Oki, o zaman siz okuyun bende yazayum

꒰⁠⑅⁠ᵕ⁠༚⁠ᵕ⁠꒱⁠˖⁠♡

"Hadi hadi, gidilecek o pikniğe." Dedi abim beni itekleyerek. Sırf motivasyonum düştüğünden zorla beni pikniğe götürecekti.

"Sen giyin, biz minel ile seni bekleyeceğiz." Dedikten sonra beni odama iktirip kapıyı da arkamdan kapattı.

Oflayarak gardolabımın yanına gittikten sonra açık sarı kot pantolonum ile beyaz bir bluzu giyip saçlarımı dağınık topuz yapmıştım.

Fazla süslenmeme gerek yoktu, bir pikniğe gidecektik nasıl olsa.

Bu sıralar çok sıktığım parfümümü sıktıktan sonra papatyalı küpelerimi kulağıma takıp telefonumu aldım.

Odadan çıktıktan sonra hızlıca aşağı inip piknik sepetini aldım. Bir an önce şu günü bitirmek istiyordum.

"Aşkım nasılmış bakayım benim?" Dedi abim minele doğru kollarını açarak. Minel gülerek kollarını abimin boynuna sardığında karşı çıkacak olsam da vazgeçtim.

Ben bunları yaşayamıyorum diye başkalarına da yaşatmama hakkım yoktu.

Minel suratımın düştüğünü fark ettiğinde kollarını abimin boynundan çekip hafifçe öksürmüştü.

Abim de anlayışla başını sallayıp yanıma geldikten sonra yanıma gelip yanağımdan makas almıştı.

"Asma kız şu suratını, bir daha sarılmayız olur biter." Dedikten sonra duraksadı. "Yani senin yanında sarılmayız, değil mi minel? Yoksa ben sana sarılmadan bir saniye bile duramam."

Şuanda kaç saniye geçtiğinin farkında mıdır acaba?

"Her neyse," dedim konuyu değiştirmeye çalışarak. "Gidelim mi artık?" Dedim piknik sepetini alırken.

Minel kafasıyla beni onayladıktan sonra yanıma gelip diğer sepeti aldı.

"Ben taşırım kelebek," dedi abim sepeti minelin elinden alırken.

Kelebek...

Uraz hep bana kelebek diye seslendirdi.

Suratım tekrar düştüğünde minel ortamı yumuşatmak için gülümseyerek abimi salondan yolladı, ya da kovdu desek daha doğru olur.

"Senin neyin var bakayım?" Dedi naif bir ses tonuyla. "Yok birşeyim." Deyip geçiştirmeye çalışsam bile gülüp bana baktı.

"Anlamayacağımı mı sanıyorsun Selen?" Dedi eski ciddi tavrına dönerken.

"Birşeyim yok." Dedikten sonra salondan koşar adımlarla çıktım.

•••

"Burası ha?" Dedim yeşillik alanı işaret ederek. "Güzelmiş."

Elimdeki sepeti yere serdiğimiz örtünün üzerine yerleştirdikten sonra derin bir nefes alıp temiz havayı içime çektim.

Etrafın güzel bir havası vardı.

"Şükür gelebildin Helin." Dedi abim.

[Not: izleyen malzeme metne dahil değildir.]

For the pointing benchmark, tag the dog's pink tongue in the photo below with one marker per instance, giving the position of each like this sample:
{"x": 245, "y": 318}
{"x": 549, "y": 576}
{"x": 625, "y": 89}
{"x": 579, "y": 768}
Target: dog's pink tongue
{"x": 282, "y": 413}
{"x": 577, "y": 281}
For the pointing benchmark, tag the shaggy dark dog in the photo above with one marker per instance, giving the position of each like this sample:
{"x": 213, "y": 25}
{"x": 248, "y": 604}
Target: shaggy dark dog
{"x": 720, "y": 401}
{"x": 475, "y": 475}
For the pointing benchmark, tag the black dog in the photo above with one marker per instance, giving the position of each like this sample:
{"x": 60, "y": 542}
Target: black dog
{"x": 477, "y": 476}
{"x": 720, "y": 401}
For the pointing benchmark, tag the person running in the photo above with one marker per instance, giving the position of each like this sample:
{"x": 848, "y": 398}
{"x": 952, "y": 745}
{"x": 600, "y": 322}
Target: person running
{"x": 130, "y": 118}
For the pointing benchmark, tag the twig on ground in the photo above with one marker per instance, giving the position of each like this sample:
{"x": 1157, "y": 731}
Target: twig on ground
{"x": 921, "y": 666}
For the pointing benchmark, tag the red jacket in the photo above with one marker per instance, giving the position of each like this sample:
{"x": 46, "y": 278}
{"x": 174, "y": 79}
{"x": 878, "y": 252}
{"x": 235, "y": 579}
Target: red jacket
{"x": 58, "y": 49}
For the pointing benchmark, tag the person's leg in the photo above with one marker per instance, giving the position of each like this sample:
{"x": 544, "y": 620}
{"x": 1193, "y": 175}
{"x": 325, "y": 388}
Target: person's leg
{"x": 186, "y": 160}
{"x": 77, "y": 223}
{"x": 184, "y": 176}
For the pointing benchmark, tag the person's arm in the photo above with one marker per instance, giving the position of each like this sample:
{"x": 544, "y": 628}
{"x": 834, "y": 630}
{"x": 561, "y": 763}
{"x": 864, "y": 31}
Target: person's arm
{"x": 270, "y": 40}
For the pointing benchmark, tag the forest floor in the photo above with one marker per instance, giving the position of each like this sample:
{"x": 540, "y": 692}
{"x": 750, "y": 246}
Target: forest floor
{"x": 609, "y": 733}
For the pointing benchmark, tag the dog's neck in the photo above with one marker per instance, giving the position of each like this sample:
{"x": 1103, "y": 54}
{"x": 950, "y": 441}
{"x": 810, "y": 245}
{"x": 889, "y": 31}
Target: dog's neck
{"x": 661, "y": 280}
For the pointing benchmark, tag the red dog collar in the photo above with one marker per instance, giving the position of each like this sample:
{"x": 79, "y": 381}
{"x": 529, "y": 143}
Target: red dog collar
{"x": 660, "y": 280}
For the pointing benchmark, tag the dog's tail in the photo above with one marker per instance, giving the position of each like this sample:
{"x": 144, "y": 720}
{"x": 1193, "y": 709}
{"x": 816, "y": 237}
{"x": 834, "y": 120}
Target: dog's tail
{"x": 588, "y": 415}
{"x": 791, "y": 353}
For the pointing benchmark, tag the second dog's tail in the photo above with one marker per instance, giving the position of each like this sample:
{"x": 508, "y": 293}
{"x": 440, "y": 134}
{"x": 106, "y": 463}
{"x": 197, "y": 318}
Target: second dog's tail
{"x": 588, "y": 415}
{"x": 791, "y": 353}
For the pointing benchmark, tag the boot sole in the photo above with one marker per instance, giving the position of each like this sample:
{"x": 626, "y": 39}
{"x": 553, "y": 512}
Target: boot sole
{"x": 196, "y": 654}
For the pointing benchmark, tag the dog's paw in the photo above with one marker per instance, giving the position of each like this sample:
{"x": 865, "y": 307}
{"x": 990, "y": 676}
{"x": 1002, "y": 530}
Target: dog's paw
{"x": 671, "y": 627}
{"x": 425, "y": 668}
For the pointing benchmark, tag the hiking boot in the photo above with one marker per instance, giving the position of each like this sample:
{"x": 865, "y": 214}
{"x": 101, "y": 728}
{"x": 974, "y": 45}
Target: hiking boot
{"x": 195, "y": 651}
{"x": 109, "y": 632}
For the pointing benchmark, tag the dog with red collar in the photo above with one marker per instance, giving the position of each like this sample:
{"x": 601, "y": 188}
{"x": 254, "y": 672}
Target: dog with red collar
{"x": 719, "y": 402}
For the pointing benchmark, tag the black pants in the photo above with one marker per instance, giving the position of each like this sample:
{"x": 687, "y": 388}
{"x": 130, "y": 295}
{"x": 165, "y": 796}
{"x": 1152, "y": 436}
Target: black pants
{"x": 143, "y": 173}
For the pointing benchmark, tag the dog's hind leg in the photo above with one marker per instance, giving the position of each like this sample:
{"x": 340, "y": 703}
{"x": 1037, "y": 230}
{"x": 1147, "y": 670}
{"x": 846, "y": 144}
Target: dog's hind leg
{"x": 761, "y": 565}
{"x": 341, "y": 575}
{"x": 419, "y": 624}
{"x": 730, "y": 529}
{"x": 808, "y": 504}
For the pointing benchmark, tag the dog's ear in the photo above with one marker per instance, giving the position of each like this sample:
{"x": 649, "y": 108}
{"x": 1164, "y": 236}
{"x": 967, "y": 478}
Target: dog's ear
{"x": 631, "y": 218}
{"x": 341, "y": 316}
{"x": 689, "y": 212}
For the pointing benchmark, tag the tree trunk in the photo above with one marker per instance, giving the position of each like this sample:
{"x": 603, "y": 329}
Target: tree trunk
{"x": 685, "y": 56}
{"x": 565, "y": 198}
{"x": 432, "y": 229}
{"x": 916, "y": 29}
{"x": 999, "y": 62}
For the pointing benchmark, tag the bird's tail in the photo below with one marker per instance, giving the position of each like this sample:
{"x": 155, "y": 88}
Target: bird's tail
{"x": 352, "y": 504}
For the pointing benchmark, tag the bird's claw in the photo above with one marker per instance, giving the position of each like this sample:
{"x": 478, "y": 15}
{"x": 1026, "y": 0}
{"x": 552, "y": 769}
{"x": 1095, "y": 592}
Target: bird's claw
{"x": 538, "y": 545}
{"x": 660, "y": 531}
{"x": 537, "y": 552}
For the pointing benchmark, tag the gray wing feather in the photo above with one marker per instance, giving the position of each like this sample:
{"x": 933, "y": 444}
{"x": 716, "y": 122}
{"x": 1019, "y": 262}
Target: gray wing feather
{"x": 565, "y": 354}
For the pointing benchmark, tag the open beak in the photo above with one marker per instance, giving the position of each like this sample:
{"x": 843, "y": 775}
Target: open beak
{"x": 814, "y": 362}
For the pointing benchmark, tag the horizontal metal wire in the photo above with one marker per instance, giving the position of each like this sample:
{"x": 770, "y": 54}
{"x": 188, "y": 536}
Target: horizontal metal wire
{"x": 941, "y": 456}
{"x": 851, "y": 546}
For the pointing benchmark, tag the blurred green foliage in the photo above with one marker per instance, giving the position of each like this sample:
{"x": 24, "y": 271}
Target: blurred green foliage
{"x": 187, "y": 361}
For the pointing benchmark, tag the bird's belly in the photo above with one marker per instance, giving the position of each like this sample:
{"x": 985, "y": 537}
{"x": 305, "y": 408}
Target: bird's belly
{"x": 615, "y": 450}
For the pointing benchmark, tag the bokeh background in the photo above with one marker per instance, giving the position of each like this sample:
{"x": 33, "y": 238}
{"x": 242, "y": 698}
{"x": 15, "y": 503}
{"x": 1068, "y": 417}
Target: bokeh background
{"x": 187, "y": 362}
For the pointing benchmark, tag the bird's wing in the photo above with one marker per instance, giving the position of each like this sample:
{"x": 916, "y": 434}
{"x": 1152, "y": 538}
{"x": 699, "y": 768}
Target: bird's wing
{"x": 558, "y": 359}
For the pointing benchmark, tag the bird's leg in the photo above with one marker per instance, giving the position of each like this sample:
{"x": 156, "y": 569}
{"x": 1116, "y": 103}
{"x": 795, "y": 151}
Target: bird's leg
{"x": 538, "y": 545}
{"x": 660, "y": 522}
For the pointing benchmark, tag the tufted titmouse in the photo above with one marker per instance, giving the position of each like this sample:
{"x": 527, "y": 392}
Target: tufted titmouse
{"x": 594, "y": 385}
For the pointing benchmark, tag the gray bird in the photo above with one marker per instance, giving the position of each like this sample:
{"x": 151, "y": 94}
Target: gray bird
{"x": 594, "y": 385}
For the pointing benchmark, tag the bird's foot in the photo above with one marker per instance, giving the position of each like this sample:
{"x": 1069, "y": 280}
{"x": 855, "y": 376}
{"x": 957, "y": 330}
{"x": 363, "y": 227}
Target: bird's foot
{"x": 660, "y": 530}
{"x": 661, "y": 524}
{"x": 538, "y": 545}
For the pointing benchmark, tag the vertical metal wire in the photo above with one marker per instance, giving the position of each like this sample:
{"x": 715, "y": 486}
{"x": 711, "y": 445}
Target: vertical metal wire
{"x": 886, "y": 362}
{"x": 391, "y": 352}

Kafamı kaldırıp heline baktığımda gülümseyerek göz kırpıp abime ve minele selam verdi.

"Sende hoşgeldin." Dedi minel karşı tarafa doğru.

Uraz buradaydı.

꒰⁠⑅⁠ᵕ⁠༚⁠ᵕ⁠꒱⁠˖⁠♡

Tamamen yazılmak için yazılmış bir bölümdü aslında. Çok fazla kafaya takmayın derim asklarım.

(21. Bölümden spoi, orada kissimsi bisiler olabiler askolar)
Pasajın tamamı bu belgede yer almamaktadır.